Shawn and I stood next to Marc’s headstone. It’s a black rock, deeply carved with his essential information, and also etched with an insipid phrase that is intended to inspire (or at least not piss off) anybody who bothers to visit the grave. It says something maudlin like “always in our hearts” or words like that. I forget exactly what.
Shawn remembered how brutally competitive Marc was about nearly everything, especially video games. I remembered that too. Back in the early 1980’s, I played “Missile Command” with Marc. He beat me by about 10,000 points. I finally threw down my controller and walked away. Marc yelled after me, “Can’t take it? Too much for you?” Fuck you, Marc.
Shawn and I thought that perhaps we should change the writing on his gravestone. We could erase the Hallmark phrase and write down, “I win!” or “I am superior!”. These are all things that Marc actually said during his life. Why not?
I don’t want to be derogatory toward Marc. Of all my brothers, I was closest to Marc. I’m not sure why that was. We had similar life paths, and we thoroughly understood each other. It truly hurt me when he died. Something inside me died along with him. Marc was an intensely spiritual man, and he was a devoted husband and father. In the short time given to him, Marc did things right.

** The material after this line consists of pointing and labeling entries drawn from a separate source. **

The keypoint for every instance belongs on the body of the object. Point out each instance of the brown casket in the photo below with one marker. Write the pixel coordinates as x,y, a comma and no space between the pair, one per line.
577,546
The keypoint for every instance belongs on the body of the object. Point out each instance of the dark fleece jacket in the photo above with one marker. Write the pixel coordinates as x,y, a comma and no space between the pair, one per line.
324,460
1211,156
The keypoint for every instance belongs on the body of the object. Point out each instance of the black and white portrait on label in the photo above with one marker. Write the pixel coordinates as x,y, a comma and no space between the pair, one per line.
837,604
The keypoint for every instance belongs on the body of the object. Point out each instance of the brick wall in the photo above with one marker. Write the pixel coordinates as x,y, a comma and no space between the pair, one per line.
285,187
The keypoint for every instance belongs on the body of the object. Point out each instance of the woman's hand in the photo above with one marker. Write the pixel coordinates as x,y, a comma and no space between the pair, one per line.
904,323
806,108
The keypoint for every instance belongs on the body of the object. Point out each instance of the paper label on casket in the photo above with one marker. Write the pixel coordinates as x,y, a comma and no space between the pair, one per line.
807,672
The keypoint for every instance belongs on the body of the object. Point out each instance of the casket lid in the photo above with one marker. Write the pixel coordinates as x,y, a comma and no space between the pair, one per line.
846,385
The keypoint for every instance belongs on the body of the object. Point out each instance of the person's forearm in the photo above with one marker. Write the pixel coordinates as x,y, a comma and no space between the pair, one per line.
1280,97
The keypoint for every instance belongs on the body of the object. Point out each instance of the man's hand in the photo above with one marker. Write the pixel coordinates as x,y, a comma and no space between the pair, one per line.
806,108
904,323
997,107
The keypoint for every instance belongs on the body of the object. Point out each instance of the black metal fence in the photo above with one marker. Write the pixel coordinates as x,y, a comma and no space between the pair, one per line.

Shawn’s second husband, Bob, is buried next to Marc. I did not know Bob well. He was a rough and tumble kind of guy. He had a gift for music and art. He and Shawn came to love each other, and I liked the man. I wrote to him once that there were no hard feelings between my family and him. I wanted Bob to know that my family, i.e. Marc’s family, was okay with his marriage to Shawn.
Bob died of brain cancer. He and Shawn knew that he had the cancer when they married. Bob died in Shawn’s arms. Shawn begged God to be merciful. She didn’t want to lose two men that she loved dearly. God said “no”. Shawn still believes in God.
As I stood in front of the two tombstones, of Marc and Bob, I felt uneasy. There was too much suffering. There were too many things left unspoken. There was too much left unresolved.
Shawn wanted to say the “Hail Mary” while we were there. We did. I think we did the Buddhist prayer too: “Na Mu Myo Ho Ren Ge Kyo”. Maybe we didn’t do that together. Maybe I only did.
There are no answers. There are only questions.